A seven member Board of Directors governs the Association. Seats for the Board of Trustees are elected on an alternating basis, every year at the Annual Meeting, which is held on the first Monday in March. Others from the body of customers/members nominate board members. Every customer/member in good standing has the right to vote at the annual meeting. Not only are Board members elected at this meeting, it gives the customers/members a chance to become informed about the operations of the system.

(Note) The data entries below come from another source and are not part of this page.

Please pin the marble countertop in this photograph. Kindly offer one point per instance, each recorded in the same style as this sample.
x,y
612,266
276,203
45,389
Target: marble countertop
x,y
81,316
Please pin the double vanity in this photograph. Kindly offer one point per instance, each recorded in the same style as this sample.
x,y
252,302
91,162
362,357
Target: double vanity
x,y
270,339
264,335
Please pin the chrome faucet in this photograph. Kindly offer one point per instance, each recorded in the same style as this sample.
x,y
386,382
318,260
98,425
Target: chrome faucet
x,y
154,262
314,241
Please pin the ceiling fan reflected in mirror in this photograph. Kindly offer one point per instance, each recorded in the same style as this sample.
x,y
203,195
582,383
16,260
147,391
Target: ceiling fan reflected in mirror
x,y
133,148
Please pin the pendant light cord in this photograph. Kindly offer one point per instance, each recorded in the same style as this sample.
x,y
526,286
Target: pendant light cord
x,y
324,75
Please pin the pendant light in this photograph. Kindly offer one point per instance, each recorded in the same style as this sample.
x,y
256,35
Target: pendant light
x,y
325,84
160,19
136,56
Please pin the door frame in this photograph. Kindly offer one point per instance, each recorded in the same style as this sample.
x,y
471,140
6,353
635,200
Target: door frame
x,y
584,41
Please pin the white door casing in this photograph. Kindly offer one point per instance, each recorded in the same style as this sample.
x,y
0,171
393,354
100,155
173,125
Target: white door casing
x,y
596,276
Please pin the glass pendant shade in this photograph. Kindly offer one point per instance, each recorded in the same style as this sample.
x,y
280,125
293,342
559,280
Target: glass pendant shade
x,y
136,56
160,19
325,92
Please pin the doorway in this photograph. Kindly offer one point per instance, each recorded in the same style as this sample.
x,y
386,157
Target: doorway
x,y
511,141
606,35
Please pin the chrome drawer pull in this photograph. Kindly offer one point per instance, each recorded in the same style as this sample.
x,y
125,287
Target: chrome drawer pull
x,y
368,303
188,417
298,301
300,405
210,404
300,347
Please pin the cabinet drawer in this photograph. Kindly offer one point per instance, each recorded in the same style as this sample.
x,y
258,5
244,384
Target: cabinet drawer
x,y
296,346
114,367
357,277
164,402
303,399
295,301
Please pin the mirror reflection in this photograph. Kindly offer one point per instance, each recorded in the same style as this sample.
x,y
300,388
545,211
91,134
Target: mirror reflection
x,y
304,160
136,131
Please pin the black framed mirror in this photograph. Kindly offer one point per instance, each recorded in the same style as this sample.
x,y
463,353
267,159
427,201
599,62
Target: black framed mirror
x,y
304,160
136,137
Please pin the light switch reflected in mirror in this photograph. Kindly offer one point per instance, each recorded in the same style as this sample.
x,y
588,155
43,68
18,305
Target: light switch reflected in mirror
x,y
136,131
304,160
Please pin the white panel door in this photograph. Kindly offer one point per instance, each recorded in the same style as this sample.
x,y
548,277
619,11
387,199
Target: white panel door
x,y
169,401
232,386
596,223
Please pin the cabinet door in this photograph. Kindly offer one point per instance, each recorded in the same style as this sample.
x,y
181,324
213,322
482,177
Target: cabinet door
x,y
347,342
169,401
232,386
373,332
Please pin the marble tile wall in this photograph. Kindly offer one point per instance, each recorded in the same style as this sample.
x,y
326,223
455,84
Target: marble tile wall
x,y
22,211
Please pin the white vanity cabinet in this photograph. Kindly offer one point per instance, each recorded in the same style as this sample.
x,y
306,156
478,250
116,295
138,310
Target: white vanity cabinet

Member of Ohio Rural Water Association
In February 1977, Little Hocking Water became a member of the newly formed Ohio Association of Rural Water systems (OARWS), which is now the Ohio Rural Water Association (ORWA). Through this membership, we have access to valuable technical assistance at no cost along with the clout of belonging to a statewide and national organization that can make or change laws pertaining to the safety of water and tax laws affecting rural water systems.

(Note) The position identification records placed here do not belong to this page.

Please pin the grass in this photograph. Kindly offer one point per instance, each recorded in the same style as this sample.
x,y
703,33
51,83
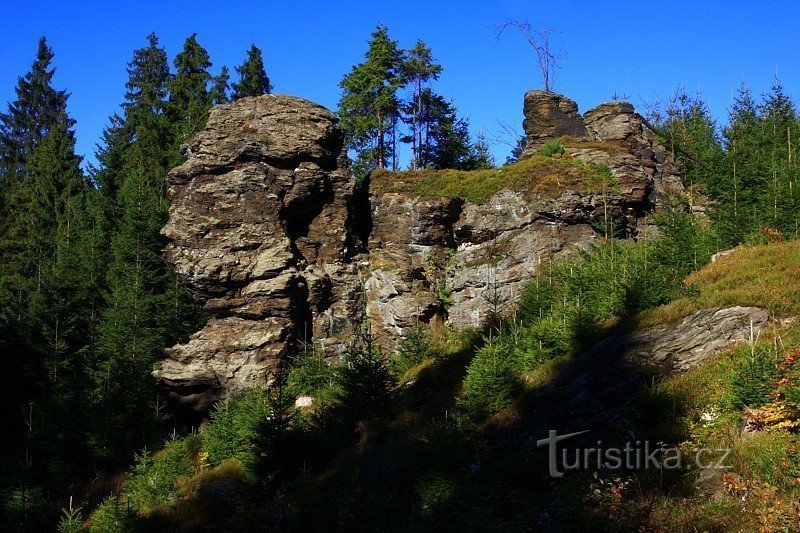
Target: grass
x,y
766,276
537,176
451,473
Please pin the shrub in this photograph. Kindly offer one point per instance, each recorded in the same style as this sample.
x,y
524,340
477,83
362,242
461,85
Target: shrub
x,y
115,514
551,148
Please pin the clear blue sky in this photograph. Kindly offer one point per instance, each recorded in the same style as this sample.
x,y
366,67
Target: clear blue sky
x,y
639,48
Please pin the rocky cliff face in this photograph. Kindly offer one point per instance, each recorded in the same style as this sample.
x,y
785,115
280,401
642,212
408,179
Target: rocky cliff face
x,y
268,232
261,229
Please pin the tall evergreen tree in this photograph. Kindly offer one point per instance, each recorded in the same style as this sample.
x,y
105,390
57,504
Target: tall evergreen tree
x,y
219,88
418,70
445,140
134,318
746,177
253,79
369,107
145,311
38,108
189,98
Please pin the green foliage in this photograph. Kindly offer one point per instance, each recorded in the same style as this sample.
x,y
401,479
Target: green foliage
x,y
753,380
311,375
218,94
369,107
551,149
189,98
154,477
543,176
492,380
365,385
253,79
235,428
114,514
415,348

Public Participation Information
Public participation and comment are encouraged at regular meetings of the Little Hocking Water Association, which meets at the Association office on the second Monday of each month at 7:00 PM. The Association office is located in Little Hocking across from the U.S. Post Office.
Drinking Water Source is Wells
The Little Hocking Water Association’s water source is groundwater obtained from four water wells located in the Porterfield area. Water is drawn from the wells, treated with chlorine and fluoride, and then pumped directly into the distribution system and to storage tanks located in Gentry Heights and on the Watson farm above Porterfield. The source of water for the wells is the Ohio River Valley Aquifer. (An aquifer is layers of rock, sand or gravel in which water is stored.)